The current name of the church dates from 1730, when a series of miracles were linked to an icon painted on the exterior of a nearby house nearby, which was seen to emit light. The image was then transferred to the Church, and changed name. The church interior underwent reconstruction by architect Gabriele Valvassori, though the facade remained unfinished. The apse, even after Baroque restoration, still shows signs of the original Romanesque architecture. The apse is frescoed with The Eternal Father by Sebastiano Conca.

The chapel of St Joseph on the right has an altarpiece depicting the Death of St Joseph (1754) by Giovanni Conca.
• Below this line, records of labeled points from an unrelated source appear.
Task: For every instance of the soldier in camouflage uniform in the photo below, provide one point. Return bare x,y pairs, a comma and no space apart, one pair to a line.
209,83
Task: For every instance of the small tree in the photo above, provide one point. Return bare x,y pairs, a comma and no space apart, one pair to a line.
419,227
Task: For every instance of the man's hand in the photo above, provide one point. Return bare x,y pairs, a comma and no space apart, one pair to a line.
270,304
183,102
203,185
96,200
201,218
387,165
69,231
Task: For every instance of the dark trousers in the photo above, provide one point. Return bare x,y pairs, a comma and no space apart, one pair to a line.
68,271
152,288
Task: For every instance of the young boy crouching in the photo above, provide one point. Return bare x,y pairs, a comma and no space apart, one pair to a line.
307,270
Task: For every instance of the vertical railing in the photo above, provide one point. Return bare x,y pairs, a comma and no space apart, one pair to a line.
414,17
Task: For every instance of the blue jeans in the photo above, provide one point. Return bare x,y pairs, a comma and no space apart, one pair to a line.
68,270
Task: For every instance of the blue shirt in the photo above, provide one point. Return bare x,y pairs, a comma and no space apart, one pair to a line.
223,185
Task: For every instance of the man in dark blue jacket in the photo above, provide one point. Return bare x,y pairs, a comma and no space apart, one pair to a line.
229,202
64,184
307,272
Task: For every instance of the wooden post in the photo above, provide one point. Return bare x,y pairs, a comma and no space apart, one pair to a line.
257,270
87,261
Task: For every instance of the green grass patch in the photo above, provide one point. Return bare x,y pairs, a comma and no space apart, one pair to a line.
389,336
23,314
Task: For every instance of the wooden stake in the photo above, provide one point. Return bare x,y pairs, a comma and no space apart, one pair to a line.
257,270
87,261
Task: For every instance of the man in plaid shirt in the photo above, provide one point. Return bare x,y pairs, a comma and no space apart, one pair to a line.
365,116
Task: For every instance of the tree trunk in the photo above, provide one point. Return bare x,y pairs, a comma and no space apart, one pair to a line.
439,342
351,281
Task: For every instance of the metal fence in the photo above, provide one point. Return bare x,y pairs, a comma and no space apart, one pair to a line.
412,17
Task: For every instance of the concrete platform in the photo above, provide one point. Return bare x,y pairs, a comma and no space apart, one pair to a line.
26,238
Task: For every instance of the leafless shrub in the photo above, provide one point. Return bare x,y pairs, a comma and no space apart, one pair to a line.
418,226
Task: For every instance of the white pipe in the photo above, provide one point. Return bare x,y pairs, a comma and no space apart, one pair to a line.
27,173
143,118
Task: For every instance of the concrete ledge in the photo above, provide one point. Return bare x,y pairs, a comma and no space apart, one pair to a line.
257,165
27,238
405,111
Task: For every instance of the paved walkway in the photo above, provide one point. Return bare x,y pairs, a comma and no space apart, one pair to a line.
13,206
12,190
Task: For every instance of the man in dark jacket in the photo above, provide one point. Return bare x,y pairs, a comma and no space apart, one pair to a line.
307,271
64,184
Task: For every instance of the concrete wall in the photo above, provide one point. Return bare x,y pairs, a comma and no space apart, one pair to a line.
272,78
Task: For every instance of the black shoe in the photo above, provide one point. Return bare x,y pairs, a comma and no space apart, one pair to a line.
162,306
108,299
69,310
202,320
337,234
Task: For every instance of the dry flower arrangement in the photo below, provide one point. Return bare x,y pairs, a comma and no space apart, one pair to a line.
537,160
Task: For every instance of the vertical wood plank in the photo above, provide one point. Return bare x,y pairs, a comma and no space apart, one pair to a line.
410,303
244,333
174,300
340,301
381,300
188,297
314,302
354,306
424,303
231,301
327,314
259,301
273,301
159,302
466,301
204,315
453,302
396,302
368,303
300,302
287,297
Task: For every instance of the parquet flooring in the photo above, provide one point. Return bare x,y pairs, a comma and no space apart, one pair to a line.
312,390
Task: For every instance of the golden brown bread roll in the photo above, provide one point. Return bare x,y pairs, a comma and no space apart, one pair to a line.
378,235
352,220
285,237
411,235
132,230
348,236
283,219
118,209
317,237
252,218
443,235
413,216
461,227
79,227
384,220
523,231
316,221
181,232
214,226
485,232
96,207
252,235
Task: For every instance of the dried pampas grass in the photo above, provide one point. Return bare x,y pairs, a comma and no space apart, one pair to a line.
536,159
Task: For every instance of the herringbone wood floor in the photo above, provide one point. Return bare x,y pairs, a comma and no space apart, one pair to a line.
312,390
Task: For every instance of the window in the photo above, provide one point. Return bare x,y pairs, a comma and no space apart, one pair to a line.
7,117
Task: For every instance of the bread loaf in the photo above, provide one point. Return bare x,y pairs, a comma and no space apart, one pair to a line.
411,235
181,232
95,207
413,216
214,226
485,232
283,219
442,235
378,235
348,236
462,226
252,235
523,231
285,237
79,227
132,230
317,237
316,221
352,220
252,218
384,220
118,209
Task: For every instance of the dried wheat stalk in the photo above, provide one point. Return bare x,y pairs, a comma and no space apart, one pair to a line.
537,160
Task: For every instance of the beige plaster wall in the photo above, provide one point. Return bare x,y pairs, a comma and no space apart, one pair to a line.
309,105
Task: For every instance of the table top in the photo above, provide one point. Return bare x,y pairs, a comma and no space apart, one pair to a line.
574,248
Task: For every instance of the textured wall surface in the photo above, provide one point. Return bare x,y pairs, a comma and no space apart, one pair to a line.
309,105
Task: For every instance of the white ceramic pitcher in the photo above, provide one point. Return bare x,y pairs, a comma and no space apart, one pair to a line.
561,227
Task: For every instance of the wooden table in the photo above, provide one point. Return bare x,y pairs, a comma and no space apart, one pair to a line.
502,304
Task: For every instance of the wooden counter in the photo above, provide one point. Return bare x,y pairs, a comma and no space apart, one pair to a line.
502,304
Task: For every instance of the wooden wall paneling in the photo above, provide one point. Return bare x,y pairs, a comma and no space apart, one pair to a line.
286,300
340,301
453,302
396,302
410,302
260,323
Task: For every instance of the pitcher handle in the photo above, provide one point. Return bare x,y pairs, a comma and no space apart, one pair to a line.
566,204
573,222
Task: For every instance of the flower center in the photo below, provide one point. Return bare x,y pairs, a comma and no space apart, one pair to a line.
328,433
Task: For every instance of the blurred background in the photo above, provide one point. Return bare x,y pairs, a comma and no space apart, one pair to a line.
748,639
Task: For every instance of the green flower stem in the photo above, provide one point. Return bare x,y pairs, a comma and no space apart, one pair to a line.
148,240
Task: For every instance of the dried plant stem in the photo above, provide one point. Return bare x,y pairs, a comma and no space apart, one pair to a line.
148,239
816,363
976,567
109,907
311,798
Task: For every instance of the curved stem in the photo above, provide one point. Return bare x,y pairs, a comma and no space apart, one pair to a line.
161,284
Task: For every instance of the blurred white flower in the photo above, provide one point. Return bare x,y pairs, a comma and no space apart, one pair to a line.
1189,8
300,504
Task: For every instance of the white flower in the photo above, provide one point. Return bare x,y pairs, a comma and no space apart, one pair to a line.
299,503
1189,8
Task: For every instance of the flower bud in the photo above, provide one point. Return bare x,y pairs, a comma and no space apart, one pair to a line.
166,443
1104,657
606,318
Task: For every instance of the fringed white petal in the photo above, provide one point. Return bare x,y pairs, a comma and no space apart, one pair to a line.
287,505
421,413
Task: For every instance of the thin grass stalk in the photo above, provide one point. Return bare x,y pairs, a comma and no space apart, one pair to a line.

The chapel of St Francis of Paola is on the left, and has an altarpiece depicting Saints Francis de Sales and John of Valois. The chapel on the right dedicated to Saints Joachim and Anne has an altarpiece depicting the Family of the Virgin (1753) by Pietro Labruzzi. Other chapels have modern artworks mostly showing Latin American devotions. There is also a painting by Onofrio Avellino depicting Miracle of St Francis of Paola walking across the Straits of Messina (1700).

From 2003, the church is home a Latin-American Mission, which aims to serve migrants from that region living in the Diocese of Rome, entrusted to priests of the Scalabriniani order. The Mission offers many services to the Latin American community ranging from social to religious.